125 minutes | MPAA rating: R

Bryan Cranston became a household name on cable’s “Breaking Bad” by playing a decent family man seduced by the the money, violence and power of the drug trade.

In “The Infiltrator” he works an interesting variation on that setup. Here he’s a real-life lawman who goes deep undercover to undermine Pablo Escobar’s Columbian cocaine syndicate.

Director Brad Furman’s film (the screenplay is by his mother, Ellen Brown Furman) is a sort of police procedural enriched by intriguing psychological conflicts.

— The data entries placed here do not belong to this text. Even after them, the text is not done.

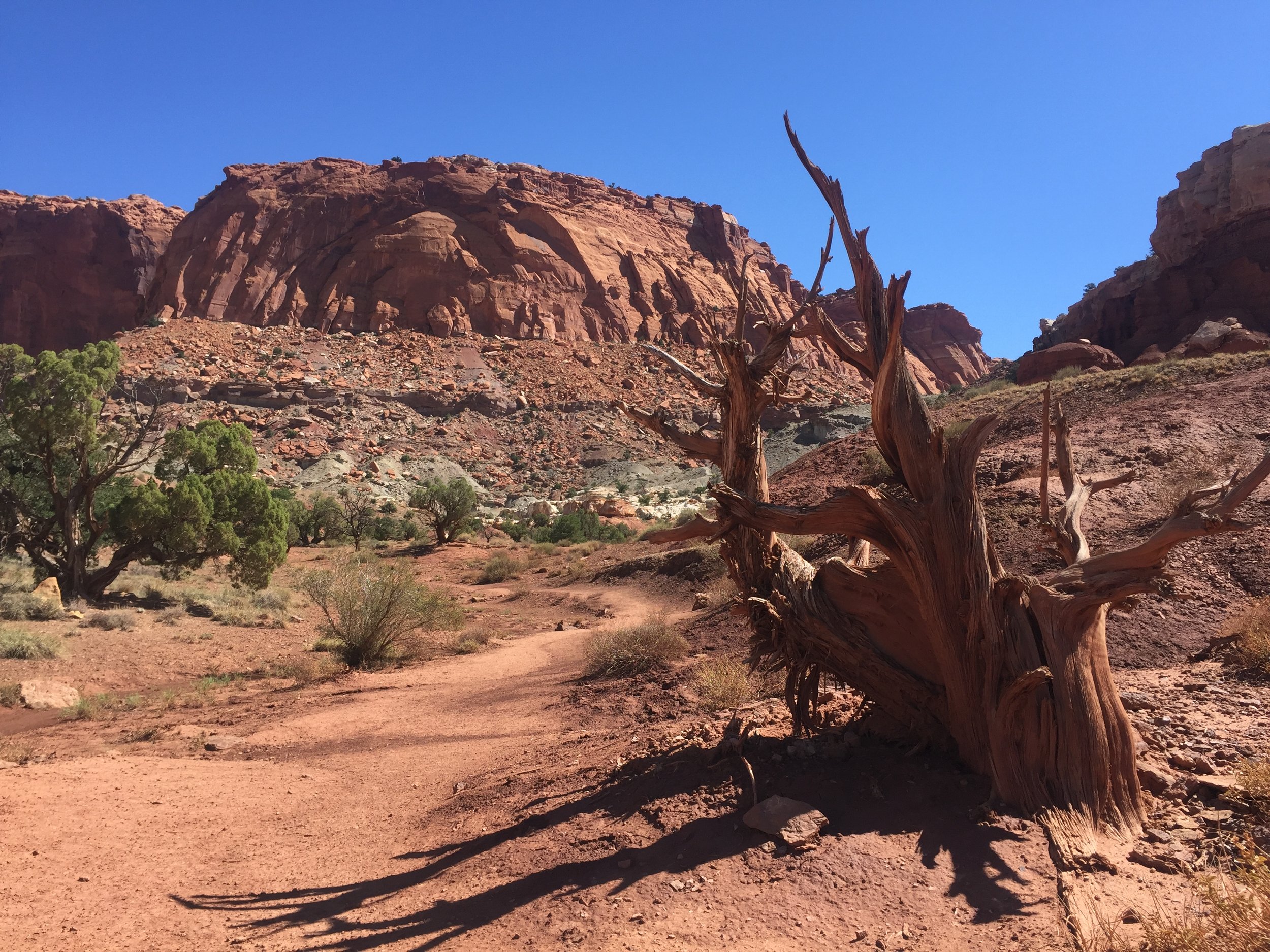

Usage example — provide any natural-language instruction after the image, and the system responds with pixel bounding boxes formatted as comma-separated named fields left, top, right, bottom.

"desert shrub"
left=0, top=629, right=61, bottom=662
left=530, top=513, right=635, bottom=545
left=1226, top=598, right=1270, bottom=674
left=410, top=476, right=478, bottom=546
left=587, top=618, right=688, bottom=677
left=301, top=559, right=462, bottom=668
left=159, top=606, right=185, bottom=625
left=1092, top=847, right=1270, bottom=952
left=696, top=658, right=754, bottom=711
left=251, top=589, right=291, bottom=612
left=0, top=592, right=62, bottom=622
left=84, top=612, right=137, bottom=631
left=479, top=552, right=525, bottom=585
left=1236, top=761, right=1270, bottom=815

Set in the mid-1980s in Florida, “The Infiltrator” centers on Robert Mazur, a federal agent who comes to believe that seizing cocaine shipments is a losing strategy since there’s always more coming through the pipeline. A far more promising approach, Mazur believes, is to follow the money. The heads of the cartel can afford to lose drugs; they deeply resent losing their cash.

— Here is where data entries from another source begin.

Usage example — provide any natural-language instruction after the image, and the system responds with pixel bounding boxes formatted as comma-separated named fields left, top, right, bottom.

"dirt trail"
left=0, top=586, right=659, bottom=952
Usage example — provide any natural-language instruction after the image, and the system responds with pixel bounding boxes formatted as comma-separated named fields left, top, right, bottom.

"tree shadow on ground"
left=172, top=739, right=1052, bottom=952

With the approval of his bosses (among them Amy Ryan and Jason Isaacs), Mazur creates an alter ego, shady businessman Bob Musella, who dresses well, lives big and has created a plan for laundering millions in the cartel’s ill-gotten gains. He begins by befriending the hard-drinking, whore-running street-level drug chieftains and rung by rung works his way up to the biggest movers in the Escobar cartel.

This is all very tricky, and Bob eventually finds it a challenge to separate the venal but charming Musella from his real life with a astonishingly understanding wife (Juliet Aubrey) and two kids. It must mess with your mind going from a coke-fuelled party in a topless joint to a cozy nest in the ‘burbs.

So that he won’t have to betray his wife by sleeping with a hooker (a gift from one of his new drug buddies), Bob claims to be engaged. A fellow agent, Kathy (Diane Kruger), must then step up to portray his trophy fiance. She’s a knockout, and you’ve got to wonder if under the pressure of their shared deception the two agents might not slip into a relationship of a more than professional nature.